Bryn Jones

Personal information
- Full name: Brynmor Jones
- Date of birth: 14 February 1912
- Place of birth: Merthyr Tydfil, Wales
- Date of death: 18 October 1985 (aged 73)
- Place of death: Wood Green, London, England
- Position: Inside forward

Youth career
- Merthyr Amateurs
- Plymouth United
- Glenavon
- Aberaman Athletic

Senior career*
- Years: Team / Apps / (Gls)
- 1933–1938: Wolverhampton Wanderers / 163 / (52)
- 1938–1949: Arsenal / 71 / (7)
- 1949–1951: Norwich City / 23 / (1)
- Total:  / 257 / (60)

International career
- 1935–1948: Wales / 17 / (5)

= Bryn Jones (footballer, born 1912) =

Welsh footballer (1912–1985)

Brynmor Jones (14 February 1912 – 18 October 1985) was a Welsh professional footballer who played as an inside forward.

==Club career==

===Early life and Wolves===
Born in Penyard near Merthyr Tydfil, Jones played for a variety of clubs as a youth, including Merthyr Amateurs, Glenavon and Aberaman Athletic, before signing for Wolverhampton Wanderers in 1933 for a fee of £1,500. In five years for Wolves he played 163 league matches.

===Arsenal===
Jones's exploits for Wolves earned the attention of George Allison's Arsenal, who were looking for a replacement for Alex James'. Arsenal paid a then British record fee of £14,000 to take him to Highbury in August 1938.

Jones got off to a dream start for Arsenal, scoring on his debut against Portsmouth and then netting two more goals in the next three matches.

Jones served with the Royal Artillery during the Second World War, and was aged 34 when competitive football resumed. He made seven league appearances for Arsenal in 1947–48, in which Arsenal won the First Division Championship, but he did not play enough games to qualify for a medal.

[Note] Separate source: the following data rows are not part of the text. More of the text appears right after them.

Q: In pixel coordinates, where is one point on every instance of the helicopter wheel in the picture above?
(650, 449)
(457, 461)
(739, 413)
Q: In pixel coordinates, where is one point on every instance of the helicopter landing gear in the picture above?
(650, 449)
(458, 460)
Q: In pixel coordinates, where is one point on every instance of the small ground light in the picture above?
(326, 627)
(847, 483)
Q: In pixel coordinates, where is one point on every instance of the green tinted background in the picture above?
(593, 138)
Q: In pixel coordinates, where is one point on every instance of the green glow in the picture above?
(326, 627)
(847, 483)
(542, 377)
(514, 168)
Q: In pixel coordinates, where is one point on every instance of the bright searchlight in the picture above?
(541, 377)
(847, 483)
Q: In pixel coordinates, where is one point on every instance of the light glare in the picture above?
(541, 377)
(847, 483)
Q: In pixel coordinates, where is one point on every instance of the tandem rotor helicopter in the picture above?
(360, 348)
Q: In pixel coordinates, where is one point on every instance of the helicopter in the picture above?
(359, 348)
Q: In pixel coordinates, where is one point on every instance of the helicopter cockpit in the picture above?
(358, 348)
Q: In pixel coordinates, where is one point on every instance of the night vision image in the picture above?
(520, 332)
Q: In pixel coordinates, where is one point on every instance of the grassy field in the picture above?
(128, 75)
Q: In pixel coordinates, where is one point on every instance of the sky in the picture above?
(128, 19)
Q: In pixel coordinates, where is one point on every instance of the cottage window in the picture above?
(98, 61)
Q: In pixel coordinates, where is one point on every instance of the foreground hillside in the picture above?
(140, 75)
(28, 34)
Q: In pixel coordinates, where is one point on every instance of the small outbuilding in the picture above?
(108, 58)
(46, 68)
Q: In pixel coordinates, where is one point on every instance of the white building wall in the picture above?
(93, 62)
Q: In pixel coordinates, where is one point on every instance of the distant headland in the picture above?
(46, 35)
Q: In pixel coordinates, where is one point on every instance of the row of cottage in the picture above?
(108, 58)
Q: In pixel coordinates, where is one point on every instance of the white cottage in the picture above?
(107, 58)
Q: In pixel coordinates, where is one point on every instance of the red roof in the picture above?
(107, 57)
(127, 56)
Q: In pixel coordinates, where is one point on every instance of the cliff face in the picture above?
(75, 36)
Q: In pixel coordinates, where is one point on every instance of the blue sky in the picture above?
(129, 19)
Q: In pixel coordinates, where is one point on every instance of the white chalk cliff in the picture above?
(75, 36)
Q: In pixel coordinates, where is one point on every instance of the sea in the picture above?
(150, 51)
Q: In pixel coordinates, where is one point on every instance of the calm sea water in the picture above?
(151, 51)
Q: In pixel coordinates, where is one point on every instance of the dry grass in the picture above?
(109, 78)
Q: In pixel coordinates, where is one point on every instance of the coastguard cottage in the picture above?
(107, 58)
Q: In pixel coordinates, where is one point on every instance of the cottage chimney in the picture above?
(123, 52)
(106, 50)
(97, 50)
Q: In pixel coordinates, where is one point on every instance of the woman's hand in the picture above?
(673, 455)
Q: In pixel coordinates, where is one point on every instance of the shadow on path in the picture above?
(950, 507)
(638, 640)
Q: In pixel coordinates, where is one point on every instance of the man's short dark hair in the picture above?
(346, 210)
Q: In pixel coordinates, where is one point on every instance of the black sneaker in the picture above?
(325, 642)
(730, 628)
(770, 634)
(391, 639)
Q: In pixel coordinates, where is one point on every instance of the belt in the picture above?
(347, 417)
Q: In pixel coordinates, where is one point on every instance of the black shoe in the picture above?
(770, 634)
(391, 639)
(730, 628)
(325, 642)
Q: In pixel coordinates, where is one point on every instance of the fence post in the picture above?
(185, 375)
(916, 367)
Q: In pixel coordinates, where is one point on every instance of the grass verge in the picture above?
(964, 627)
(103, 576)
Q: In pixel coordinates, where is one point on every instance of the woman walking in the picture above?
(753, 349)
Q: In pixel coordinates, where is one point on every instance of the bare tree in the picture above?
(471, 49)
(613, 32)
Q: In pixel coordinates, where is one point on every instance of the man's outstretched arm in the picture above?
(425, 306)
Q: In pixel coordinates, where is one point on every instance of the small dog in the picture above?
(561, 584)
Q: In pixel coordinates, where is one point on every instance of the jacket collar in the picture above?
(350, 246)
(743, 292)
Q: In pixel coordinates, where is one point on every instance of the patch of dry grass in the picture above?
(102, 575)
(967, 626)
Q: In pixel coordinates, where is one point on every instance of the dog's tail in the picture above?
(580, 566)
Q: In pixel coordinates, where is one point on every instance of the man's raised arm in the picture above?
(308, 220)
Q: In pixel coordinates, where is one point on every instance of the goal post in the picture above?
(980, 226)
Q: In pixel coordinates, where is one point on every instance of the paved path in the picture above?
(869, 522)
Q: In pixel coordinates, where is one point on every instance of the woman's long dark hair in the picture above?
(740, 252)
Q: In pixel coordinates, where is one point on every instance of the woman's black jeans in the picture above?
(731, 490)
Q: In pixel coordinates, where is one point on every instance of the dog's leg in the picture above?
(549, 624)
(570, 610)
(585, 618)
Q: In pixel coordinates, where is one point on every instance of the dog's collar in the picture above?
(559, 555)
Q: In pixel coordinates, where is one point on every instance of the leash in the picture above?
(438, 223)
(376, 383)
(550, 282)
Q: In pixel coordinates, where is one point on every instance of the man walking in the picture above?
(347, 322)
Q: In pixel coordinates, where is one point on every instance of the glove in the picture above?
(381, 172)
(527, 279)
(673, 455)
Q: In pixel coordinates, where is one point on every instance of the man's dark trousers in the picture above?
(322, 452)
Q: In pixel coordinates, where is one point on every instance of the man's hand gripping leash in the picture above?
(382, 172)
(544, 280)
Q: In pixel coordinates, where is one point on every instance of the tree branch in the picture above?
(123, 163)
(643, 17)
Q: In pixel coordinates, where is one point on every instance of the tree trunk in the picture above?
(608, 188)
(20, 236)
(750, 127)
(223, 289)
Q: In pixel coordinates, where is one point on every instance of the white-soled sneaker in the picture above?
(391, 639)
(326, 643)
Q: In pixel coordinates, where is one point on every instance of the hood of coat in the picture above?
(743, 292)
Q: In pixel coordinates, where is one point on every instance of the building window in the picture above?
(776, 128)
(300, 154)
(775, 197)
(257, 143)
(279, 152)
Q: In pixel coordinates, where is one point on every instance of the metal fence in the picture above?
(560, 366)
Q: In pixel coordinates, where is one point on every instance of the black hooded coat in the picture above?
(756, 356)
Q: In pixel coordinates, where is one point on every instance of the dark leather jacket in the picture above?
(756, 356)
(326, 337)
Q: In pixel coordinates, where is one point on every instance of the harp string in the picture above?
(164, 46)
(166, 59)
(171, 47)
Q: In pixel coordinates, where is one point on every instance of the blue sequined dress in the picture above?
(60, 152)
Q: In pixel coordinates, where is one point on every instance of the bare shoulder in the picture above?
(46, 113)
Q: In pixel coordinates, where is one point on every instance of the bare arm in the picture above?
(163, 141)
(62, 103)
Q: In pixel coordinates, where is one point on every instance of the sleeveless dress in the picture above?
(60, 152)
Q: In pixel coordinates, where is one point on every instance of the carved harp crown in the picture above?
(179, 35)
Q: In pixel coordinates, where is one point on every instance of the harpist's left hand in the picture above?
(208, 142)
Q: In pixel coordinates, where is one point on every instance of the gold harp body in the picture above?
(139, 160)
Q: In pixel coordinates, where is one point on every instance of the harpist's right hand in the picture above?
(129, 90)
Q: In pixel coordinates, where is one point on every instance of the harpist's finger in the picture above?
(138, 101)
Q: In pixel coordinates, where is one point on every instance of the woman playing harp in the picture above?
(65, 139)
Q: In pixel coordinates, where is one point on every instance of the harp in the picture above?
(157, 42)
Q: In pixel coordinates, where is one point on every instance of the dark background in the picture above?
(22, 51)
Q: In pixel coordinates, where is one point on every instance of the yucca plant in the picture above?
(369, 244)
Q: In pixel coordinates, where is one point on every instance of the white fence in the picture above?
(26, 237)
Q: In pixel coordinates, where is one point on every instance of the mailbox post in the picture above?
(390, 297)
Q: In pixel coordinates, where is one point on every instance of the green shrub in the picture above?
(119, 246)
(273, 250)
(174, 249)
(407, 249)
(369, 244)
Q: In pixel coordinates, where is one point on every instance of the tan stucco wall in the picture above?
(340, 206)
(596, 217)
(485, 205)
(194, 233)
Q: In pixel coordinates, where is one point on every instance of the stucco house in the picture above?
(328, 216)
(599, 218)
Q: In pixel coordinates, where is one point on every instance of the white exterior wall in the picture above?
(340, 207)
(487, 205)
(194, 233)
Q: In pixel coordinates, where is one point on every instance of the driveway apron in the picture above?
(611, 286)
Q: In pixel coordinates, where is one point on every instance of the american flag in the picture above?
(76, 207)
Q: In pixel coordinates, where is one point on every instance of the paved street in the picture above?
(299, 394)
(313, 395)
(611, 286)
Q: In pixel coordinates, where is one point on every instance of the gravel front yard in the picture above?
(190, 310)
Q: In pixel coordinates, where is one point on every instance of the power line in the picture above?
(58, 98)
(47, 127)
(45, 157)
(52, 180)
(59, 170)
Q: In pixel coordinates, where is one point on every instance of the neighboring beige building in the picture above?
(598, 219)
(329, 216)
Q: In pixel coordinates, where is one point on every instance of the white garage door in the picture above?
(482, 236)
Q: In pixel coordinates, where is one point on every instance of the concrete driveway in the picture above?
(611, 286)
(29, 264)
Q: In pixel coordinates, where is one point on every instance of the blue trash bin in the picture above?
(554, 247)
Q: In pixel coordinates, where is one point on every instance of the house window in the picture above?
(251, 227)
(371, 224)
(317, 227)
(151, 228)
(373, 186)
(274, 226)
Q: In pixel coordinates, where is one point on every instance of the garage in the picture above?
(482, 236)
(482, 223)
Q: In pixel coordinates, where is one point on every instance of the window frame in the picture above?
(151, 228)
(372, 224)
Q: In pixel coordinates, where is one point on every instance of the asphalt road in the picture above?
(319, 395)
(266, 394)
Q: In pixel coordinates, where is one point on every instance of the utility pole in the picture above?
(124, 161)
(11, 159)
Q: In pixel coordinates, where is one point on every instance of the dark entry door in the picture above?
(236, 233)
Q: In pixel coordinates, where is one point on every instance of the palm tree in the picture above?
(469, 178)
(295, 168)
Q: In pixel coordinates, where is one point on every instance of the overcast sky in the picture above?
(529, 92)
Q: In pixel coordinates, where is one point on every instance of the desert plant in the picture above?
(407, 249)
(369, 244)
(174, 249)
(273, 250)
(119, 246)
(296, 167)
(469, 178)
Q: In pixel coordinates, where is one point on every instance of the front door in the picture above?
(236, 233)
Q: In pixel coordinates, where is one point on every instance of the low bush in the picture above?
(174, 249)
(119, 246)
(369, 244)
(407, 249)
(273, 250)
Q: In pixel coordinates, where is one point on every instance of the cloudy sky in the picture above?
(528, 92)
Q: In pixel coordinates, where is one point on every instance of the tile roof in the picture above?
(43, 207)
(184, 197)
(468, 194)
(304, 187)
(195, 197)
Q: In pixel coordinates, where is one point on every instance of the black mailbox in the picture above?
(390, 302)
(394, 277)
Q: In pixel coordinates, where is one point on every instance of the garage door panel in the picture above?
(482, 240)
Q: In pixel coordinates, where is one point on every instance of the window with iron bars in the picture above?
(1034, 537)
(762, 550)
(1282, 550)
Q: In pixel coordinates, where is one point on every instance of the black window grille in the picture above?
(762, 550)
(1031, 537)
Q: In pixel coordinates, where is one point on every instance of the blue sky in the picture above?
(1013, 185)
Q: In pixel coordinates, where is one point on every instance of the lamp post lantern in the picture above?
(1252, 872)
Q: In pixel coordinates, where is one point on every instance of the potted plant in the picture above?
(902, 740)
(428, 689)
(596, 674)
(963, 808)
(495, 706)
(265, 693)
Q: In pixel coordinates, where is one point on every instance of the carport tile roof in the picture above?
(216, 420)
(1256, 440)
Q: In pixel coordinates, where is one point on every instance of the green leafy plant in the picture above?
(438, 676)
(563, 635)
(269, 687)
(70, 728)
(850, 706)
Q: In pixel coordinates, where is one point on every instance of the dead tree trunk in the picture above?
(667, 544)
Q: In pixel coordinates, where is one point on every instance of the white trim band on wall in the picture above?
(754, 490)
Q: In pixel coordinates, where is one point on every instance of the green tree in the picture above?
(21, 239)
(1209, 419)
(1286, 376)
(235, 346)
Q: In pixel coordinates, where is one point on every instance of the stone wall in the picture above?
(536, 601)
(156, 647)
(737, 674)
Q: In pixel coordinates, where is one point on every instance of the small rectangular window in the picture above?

Jones played and scored in Arsenal's triumphant 1948 Charity Shield match against Manchester United. With this being said he was still only a bit-part player in the 1948–49 season. Jones in all played 76 matches for Arsenal, scoring 8 goals altogether. He went on to leave Arsenal to become a player-coach at Norwich City in 1949.

==International career==
During his time at Wolves Jones also won the first of his 17 caps for Wales, against Northern Ireland in 1935. His international career lasted between 1935 and 1948, as well as a further eight wartime internationals, the highlight being a 2–1 win over England in 1936 at Molineux.

==Personal life==
Jones was part of a famous footballing family; he was one of five brothers to play professional football, along with Shoni, Ivor, Emlyn and Bert.
In addition his nephews, Cliff, Bryn and Ken were also professional footballers. After a spell coaching at Norwich City from 1949 to 1951 he retired soon afterwards. Jones then ran a newsagents near Arsenal's Highbury ground. He died in October 1985.